L’affaire de la viande de cheval conforte les adeptes d’une alimentation sans animaux

6 de março de 2013 | Sem comentários English Geral

06/03/2013
 
L’affaire de la viande de cheval conforte les adeptes d’une alimentation sans animaux
LE MONDE (FRANCE)
 
C’est un restaurant du quartier de la Bastille, à Paris. Le Gentle Gourmet Café a ouvert en mai 2012 et propose à la carte “blanquette”, “burger” ou “fondue”. Mais c’est aussi un établissement “100 % végan”, qui se targue de faire découvrir à ses clients “la bistronomie bio végétale”. La blanquette y est de champignons, le burger de tofu et de pois chiches, la fondue de fromage végétal à base d’huile de noix.


Caroline Pivain en est la gérante. La jeune femme est une adepte du véganisme : à 18 ans, après avoir regardé un documentaire qui dénonçait le traitement réservé aux animaux, elle a progressivement cessé de manger de la viande, du poisson, puis tous les aliments d’origine animale. Elle est enfin devenue “végane” : elle refuse désormais tout objet produit à partir d’animaux, et cela vaut aussi bien pour les vêtements et chaussures que pour les cosmétiques.
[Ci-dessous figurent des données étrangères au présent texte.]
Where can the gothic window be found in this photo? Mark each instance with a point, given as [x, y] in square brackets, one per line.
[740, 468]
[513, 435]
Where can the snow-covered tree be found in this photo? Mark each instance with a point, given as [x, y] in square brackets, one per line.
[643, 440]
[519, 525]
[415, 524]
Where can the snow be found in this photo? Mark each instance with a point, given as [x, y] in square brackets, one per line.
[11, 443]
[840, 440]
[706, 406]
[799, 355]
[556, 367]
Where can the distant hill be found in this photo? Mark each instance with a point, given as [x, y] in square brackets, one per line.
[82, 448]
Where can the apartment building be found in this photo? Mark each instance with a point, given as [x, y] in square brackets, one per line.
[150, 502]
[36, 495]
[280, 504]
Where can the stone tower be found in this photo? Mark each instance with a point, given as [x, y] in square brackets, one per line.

“Le véganisme est une philosophie et un mode de vie, dont l’objet est de bien vivre et de se faire plaisir tout en ayant adopté des positions fortes et cohérentes concernant les animaux, la santé et l’environnement”, affirme Mme Pivain. Selon elle, le scandale des lasagnes surgelées à la viande de cheval “est une bonne chose, car les gens vont être, d’une certaine façon, soulagés de voir la vérité en face”.
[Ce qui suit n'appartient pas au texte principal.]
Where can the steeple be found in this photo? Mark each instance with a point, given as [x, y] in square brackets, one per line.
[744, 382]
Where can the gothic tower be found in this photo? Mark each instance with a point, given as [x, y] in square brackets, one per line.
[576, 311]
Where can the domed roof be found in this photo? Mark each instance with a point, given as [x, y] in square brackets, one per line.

La découverte de viande de cheval provenant de Roumanie dans des produits au boeuf apporte de l’eau au moulin de ceux qui ont décidé de bannir la viande de leur régime alimentaire, qu’ils soient végétariens (ni viande ni poisson), végétaliens (aucune protéine d’origine animale) ou – plus rarement – végans, sans parler des “flexitariens”, qui se contentent de quelques repas sans viande ni poisson. L’Association végétarienne de France (AVF) affirme que son guide du végétarien débutant a été téléchargé plusieurs milliers de fois depuis que l’affaire a éclaté.


“UN PHÉNOMÈNE DE FOND”


Il n’existe pas de statistiques précises sur la proportion de Français ayant renoncé à la viande, mais 3 % des personnes interrogées à l’occasion d’un sondage réalisé par l’institut OpinionWay pour le magazine Terra Eco, en 2012, se déclaraient végétariennes.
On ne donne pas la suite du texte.